Le 27 novembre 2023
Ce portrait est tiré de l’article de Jean-Pierre Pichette intitulé « Luc Lacourcière et l’institution des Archives de folklore à l’Université Laval (1936–1944). Autopsie d’une convergence. », publié initialement dans la revue Rabaska (volume 2, 2004, p. 11–29). Il retrace les débuts professionnels du fondateur des Archives de folklore.
Ethnographe, folkloriste, professeur et chercheur reconnu, Luc Lacourcière est une figure majeure de l’ethnologie au Québec et l’acteur principal du développement de cette discipline au sein de l’Université Laval. Né à Saint-Victor de Beauce le 18 octobre 1910, Lacourcière étudie au Petit Séminaire de Québec, puis obtient une licence en littérature et un diplôme de l’École normale supérieure de l’Université Laval. Il s’envole ensuite vers la Suisse pour enseigner la littérature française dans un collège à Porrentruy pendant un an. À l’époque, son intention première est de poursuivre ses études en littérature à la Sorbonne. Il envisage de rédiger une thèse sur les travaux de Guy de Maupassant. Toutefois, lors de ce séjour dans le Jura, il découvre les écrits naturalistes de l’écrivain suisse Charles-Ferdinand Ramuz qui l’inspirent grandement. Il abandonne son projet de thèse et revient au Québec en 1937.
Cette année-là, trois événements vont s’avérer déterminants dans son parcours professionnel. D’abord, il assiste au deuxième Congrès de la langue française, un rassemblement organisé par la Société du parler français, qui se déroule à Québec durant tout l’été 1937. Des milliers de représentants des différents groupes francophones d’Amérique s’y réunissent. Lacourcière participe à quelques activités. Il est aussi chargé de diriger la publication en quatre volumes du compte rendu de l’événement. Ce travail lui fait remarquer l’absence d’activités en lien avec les traditions populaires et la littérature orale dans la programmation du congrès tout en lui faisant prendre conscience de la vulnérabilité de l’expression française en Amérique. C’est ensuite en 1937 que l’écrivain et l’homme d’église Félix-Antoine Savard publie son premier roman, Menaud, maitre-draveur. Touché par ce roman qui aborde le thème de la survivance, Lacourcière en publie une critique élogieuse dans un quotidien de Québec, ce qui le conduit à rencontrer Savard et à se lier d’amitié avec lui. La parution enfin, la même année, du livre Romancero du Canada de Marius Barbeau, un recueil reproduisant cinquante chansons folkloriques, renforce également la conviction de Lacourcière quant à l’importance d’étudier la littérature orale pour appréhender la culture canadienne-française.
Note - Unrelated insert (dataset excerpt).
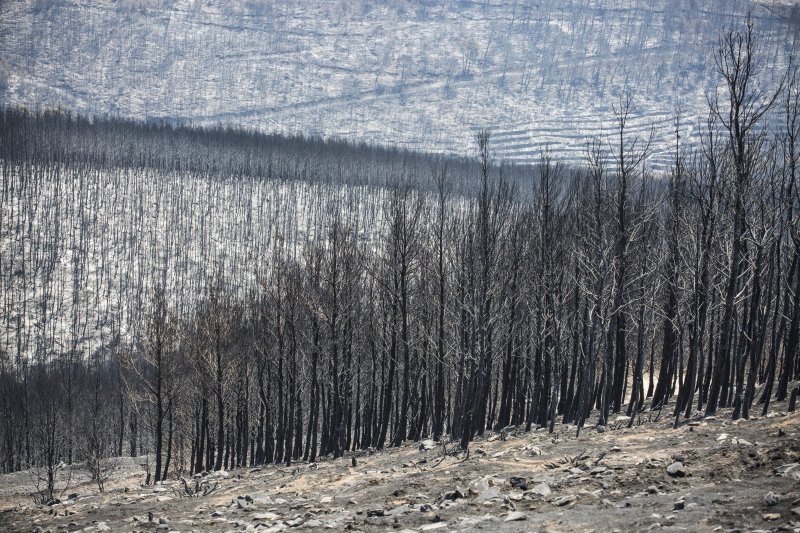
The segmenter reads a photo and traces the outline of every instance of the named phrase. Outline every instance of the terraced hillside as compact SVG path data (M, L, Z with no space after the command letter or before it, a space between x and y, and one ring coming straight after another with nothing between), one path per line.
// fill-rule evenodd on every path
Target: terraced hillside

En 1938, Luc Lacourcière commence sa carrière comme professeur à l’Université Laval. Il enseigne d’abord à temps partiel la langue et la littérature française, tout en dispensant des cours de latin au Collège Bourget de Rigaud. C’est lors d’un séjour à Ottawa qu’il rencontre pour la première fois l’auteur du Romancero. Barbeau l’initie ensuite à l’étude du folklore. Grâce à la bourse Carnegie de la Société royale du Canada (1939–1940), Lacourcière devient le stagiaire de Barbeau au Musée national du Canada pendant six mois et amorce ainsi ses recherches sur la littérature orale. En raison de la Deuxième Guerre mondiale qui l’empêche de se rendre en Europe, il effectue de nombreux séjours de recherche dans des bibliothèques américaines pour consulter, notamment, les écrits des folkloristes français. Par la suite, il poursuit ses travaux grâce à une bourse de la Fondation Guggenheim (1943–1944), tout en menant des enquêtes de terrain dans Charlevoix en collaboration avec Félix-Antoine Savard.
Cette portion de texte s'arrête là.